Google’s attempt at damage control on the issue comes after U.K. advertisers have responded with outrage after their brand messages appeared with objectionable content. Last week the Guardian reported that it had discovered some of its ads on YouTube had been placed with such content as videos by American white nationalists, including former Ku Klux Klan leader David Duke, and a hate preacher banned in the U.K. “Recently, we had a number of cases where brands’ ads appeared on content that was not aligned with their values. For this, we deeply apologize,” Schindler wrote.

According to Schindler, Google’s stepped-up measures will run across three fronts: updating its ad policies, better enforcement of those policies, and new controls for advertisers.

On the policies front, Google will be removing ads “more effectively” from content that attacks or harasses people based on their race, religion, gender or similar categories. That change also “will enable us to take action, where appropriate, on a larger set of ads and sites,” according to Schindler. Google also will “tighten safeguards” to ensure ads show up only against legitimate creators in the YouTube Partner Program, as opposed to those who impersonate other channels or violate community guidelines.

Google also is vowing to improve controls for advertisers to manage where their ads appear across YouTube and Google’s ad networks. That’s set to include changing default settings for ads so that they show only on content that meets a higher level of brand safety and excludes potentially objectionable content. In addition, Google said, it will roll out new account-level controls to make it easier for advertisers to exclude specific sites and channels from all of their AdWords for Video and Google Display Network campaigns.

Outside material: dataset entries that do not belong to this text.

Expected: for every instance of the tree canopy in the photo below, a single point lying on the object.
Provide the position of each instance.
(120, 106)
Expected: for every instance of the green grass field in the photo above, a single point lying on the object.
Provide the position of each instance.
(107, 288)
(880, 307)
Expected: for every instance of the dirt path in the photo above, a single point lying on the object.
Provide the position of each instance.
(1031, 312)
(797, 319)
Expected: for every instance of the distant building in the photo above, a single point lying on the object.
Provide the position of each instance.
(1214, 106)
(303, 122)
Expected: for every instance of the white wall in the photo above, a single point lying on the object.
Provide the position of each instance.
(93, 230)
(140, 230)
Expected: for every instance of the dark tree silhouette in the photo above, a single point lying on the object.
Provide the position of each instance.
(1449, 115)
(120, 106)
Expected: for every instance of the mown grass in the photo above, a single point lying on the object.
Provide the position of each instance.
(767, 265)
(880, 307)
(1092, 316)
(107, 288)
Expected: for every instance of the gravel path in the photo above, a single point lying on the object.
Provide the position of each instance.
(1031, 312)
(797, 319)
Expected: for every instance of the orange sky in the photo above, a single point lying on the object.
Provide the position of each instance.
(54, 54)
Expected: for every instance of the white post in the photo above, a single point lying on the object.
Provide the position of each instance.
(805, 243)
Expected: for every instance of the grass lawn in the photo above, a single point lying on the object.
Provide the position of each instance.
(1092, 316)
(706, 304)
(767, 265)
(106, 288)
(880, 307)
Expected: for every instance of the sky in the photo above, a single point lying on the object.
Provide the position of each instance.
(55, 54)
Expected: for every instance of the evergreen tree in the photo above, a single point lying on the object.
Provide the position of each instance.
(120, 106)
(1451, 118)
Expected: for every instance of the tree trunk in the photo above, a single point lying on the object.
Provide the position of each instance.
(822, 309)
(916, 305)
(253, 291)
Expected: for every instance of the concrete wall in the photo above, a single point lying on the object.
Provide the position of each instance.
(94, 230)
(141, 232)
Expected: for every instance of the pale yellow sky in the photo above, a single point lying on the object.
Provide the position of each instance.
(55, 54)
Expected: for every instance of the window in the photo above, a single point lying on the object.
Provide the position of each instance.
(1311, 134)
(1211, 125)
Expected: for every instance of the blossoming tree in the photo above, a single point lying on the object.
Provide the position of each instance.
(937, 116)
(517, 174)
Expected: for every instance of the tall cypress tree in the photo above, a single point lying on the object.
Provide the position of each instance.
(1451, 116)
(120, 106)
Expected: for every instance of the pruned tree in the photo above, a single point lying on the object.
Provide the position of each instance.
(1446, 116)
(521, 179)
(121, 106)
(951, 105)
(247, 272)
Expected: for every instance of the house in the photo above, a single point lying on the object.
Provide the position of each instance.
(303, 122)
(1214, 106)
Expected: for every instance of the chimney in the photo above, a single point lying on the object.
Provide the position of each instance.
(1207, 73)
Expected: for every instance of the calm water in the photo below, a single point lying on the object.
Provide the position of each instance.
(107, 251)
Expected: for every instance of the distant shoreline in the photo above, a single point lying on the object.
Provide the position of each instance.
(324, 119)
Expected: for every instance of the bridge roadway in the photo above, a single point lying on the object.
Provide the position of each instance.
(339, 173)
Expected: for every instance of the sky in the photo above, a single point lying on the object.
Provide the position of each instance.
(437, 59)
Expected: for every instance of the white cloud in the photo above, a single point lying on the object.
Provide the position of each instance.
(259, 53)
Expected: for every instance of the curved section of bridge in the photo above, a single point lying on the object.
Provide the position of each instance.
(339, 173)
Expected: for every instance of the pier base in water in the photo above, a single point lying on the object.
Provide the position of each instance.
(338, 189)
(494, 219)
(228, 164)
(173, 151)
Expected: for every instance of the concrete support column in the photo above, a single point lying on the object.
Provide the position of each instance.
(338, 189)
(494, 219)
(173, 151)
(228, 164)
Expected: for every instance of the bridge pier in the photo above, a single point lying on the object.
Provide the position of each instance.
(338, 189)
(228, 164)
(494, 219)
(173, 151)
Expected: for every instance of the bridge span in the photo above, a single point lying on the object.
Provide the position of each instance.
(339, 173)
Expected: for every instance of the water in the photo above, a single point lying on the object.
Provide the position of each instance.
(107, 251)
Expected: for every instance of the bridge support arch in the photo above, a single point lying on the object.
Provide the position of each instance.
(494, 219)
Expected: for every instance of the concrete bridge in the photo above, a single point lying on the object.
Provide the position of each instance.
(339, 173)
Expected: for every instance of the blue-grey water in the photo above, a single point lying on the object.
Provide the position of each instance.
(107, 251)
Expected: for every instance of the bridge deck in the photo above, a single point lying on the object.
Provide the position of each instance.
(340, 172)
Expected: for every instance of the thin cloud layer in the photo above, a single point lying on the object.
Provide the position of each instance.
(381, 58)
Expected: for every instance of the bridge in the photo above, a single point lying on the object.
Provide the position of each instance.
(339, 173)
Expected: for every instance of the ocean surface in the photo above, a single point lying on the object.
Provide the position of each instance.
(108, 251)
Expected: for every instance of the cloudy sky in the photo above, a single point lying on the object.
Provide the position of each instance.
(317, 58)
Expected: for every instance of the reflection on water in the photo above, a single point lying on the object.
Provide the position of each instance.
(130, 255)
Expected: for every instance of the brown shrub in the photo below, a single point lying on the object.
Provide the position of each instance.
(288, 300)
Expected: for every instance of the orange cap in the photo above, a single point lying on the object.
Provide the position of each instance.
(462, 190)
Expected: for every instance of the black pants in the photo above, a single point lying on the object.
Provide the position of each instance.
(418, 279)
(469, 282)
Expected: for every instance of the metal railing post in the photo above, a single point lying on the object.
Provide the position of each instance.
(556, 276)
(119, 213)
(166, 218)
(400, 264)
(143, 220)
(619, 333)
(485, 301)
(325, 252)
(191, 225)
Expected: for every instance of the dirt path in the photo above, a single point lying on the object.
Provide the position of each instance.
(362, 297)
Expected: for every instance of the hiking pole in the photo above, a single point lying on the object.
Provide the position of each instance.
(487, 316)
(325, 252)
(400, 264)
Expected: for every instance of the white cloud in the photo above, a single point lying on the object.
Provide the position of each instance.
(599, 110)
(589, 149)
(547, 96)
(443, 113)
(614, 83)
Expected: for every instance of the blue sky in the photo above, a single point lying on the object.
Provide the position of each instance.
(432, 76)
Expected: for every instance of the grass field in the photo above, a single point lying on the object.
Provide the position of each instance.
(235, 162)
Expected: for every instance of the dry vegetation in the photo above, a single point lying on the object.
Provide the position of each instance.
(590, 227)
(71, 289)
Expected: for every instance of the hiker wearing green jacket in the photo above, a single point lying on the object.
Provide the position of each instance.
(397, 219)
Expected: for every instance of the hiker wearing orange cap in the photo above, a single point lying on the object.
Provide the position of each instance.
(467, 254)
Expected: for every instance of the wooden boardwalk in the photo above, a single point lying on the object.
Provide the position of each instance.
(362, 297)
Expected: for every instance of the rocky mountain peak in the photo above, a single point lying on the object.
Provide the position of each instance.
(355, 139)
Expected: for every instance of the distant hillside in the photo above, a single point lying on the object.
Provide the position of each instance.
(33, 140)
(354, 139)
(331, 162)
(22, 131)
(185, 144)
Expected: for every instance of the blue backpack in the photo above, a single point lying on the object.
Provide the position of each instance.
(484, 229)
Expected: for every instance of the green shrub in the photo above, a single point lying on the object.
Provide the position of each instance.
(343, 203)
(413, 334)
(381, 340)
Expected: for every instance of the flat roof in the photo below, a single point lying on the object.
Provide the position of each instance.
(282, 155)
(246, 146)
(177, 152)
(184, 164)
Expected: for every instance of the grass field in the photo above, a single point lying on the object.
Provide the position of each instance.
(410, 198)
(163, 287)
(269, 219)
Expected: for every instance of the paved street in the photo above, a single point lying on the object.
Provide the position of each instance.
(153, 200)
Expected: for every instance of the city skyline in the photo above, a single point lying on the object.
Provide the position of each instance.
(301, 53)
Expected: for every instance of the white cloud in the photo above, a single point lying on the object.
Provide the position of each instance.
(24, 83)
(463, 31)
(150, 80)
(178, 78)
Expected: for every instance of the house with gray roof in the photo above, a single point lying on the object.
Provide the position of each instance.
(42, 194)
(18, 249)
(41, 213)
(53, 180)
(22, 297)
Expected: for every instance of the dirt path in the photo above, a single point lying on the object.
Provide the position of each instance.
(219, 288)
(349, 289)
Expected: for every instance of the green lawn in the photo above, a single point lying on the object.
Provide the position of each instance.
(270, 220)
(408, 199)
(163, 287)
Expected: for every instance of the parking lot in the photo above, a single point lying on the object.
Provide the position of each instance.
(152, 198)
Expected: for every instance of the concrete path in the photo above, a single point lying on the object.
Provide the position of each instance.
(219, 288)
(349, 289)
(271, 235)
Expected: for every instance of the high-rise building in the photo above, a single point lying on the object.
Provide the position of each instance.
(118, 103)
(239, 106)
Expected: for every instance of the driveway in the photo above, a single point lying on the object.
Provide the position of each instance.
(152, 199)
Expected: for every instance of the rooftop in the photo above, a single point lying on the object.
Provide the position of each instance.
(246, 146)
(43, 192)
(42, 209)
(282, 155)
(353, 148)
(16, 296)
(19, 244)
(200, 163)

“We’ll offer advertisers and agencies more transparency and visibility on where their ads are running, and in the coming months we’ll expand availability of video-level reporting to all advertisers,” Schindler wrote.

Google plans to hire “significant numbers” of people to tackle the job, he said, as well as develop new tools to increase its capacity to review questionable content for advertising. “In cases where advertisers find their ads were served where they shouldn’t have been, we plan to offer a new escalation path to make it easier for them to raise issues,” Schindler wrote, with the company aiming to soon be able to resolve such cases “in less than a few hours.”

At the same time it’s moving to make sure advertisers don’t get any unexpected surprises about where their ads show up, Google will “act carefully, preserving the value we currently provide to advertisers, publishers and creators of all sizes,” Schindler added.